According to this paper,
porphyrins not only facilitate SARS-CoV-2 invasion into the cell, but they also
allow the virus to bind functional hemoprotein within the cell, thereby
increasing oxidative stress.
When the spike protein bind
to porphyrins, it upregulates free heme and iron, which causes oxidation and
fuels inflammation. It also increases reactive oxygen species (ROS) formation,
while decreasing levels of heme oxygenase-1 (HO-1) enzymes. HO enzymes degrade
heme into free iron, bilirubin (which has antioxidant effects) and carbon
monoxide (which is antiapoptotic). As such, the HO system plays a crucial role
in cellular defense.
The
spike protein essentially overwhelms the anti-inflammatory cytoprotection
normally offered by HO-1. As dysfunctional porphyrin are no longer capable of
making heme, more hemoprotein becomes available for SARS-CoV-2 to bind to,
which results in the release of more free iron. As the cycle continues,
inflammation builds. Iron released by dying cells also has toxic effects. All
of this has devastating consequences for your mitochondria, and, as noted in
this paper:12
“If
insufficient mitochondria in cells are evident, such as in white adipose cells,
these cells are unable to accommodate the severe ROS formed leading to
overwhelming inflammation. Brown adipose cells are better at handling ROS due
to higher concentrations of mitochondria.”
This explains why obese
individuals are at much higher risk. Because their fat cells have fewer
mitochondria, they’re less able to counteract the ROS and therefore end up with
higher levels of inflammation. The unprecedented outpouring of toxic iron into
the body may also help explain why some end up with “long-hauler syndrome”

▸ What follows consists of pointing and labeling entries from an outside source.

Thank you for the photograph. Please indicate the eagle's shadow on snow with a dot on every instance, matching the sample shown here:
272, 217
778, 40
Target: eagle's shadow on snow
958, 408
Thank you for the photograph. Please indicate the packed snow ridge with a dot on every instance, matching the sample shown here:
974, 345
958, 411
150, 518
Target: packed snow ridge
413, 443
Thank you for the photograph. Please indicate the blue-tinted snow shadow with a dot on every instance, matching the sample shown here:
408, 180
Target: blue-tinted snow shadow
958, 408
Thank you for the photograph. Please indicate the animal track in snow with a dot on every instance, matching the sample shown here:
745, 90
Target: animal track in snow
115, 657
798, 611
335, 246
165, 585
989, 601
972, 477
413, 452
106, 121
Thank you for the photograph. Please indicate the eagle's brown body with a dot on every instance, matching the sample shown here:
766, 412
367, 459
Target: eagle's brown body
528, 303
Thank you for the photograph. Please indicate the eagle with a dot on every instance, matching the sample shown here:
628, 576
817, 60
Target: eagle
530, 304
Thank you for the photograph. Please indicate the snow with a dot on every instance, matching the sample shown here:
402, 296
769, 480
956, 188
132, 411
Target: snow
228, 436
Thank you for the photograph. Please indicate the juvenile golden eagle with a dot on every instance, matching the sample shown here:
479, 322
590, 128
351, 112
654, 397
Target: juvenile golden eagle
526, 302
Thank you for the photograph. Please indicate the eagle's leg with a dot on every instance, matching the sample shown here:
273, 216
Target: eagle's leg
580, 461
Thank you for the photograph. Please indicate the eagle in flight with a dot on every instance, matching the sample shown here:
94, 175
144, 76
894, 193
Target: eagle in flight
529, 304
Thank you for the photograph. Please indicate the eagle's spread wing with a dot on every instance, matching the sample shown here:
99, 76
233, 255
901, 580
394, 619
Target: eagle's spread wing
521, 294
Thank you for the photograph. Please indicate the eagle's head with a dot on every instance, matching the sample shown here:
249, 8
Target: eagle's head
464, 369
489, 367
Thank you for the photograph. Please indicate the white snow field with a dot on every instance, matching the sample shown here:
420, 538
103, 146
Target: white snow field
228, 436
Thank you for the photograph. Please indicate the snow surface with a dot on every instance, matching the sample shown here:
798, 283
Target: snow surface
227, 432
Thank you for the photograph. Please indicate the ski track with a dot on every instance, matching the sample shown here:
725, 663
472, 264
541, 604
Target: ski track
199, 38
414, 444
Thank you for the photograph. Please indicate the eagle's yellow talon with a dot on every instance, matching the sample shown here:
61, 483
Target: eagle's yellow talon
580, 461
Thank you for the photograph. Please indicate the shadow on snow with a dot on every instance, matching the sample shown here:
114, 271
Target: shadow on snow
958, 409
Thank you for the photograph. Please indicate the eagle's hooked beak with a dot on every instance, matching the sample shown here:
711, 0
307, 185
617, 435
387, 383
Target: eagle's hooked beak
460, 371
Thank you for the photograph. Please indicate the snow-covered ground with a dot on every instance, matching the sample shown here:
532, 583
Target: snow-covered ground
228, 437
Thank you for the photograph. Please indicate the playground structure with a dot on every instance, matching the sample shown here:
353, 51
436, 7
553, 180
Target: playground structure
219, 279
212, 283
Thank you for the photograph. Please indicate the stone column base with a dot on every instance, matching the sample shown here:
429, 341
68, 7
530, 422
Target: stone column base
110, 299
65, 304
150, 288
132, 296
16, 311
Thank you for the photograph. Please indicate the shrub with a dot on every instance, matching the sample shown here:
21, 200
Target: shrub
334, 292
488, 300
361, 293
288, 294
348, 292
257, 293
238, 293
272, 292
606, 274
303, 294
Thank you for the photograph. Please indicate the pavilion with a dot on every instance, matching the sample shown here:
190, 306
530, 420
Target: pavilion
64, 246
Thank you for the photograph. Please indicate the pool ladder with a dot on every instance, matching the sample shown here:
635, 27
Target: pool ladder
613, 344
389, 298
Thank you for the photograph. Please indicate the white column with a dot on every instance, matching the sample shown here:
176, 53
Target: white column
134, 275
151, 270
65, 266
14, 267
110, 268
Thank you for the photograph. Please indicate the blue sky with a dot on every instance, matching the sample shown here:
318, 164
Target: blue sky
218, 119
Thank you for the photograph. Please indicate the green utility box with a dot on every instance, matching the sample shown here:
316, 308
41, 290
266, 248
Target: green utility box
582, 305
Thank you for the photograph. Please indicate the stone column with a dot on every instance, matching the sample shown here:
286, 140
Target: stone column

after recovering from COVID-19.
Worst of all, since all of
this is related to the SARS-CoV-2 spike protein, the COVID shots may also end
up promoting cancer, as excess iron is tightly associated with tumorigenesis in
multiple human cancer types through a variety of mechanisms, including
catalyzing the formation of mutagenic hydroxyl radicals, regulating DNA
replication, repair and cell cycle progression, affecting signal transduction
in cancer cells, and acting as an essential nutrient for proliferating tumor
cells.
Do
You Have Vaccine Regret?
If you’ve already had one or
two COVID shots and are now having second thoughts, first, be sure to never
have another vaccination again, with any vaccine of any kind. Even if you’re
not having discernible symptoms as of yet, you’d be wise to start building your
innate immune system. To do that, you need to become metabolically flexible and
optimize your diet.
I interviewed Dr. Vladimir
Zelenko June 23, 2021, and that interview should go live July 4, 2021. We
discussed what Dr. Mike Yeadon — a former chief scientist at Pfizer, which is
one of the primary manufacturers of COVID shots — believes, which is that those
who are vaccinated are already condemned to certain and agonizing deaths.
He believes those who have
received the injection will die prematurely and three years is a generous
estimate for how long they can expect to remain alive.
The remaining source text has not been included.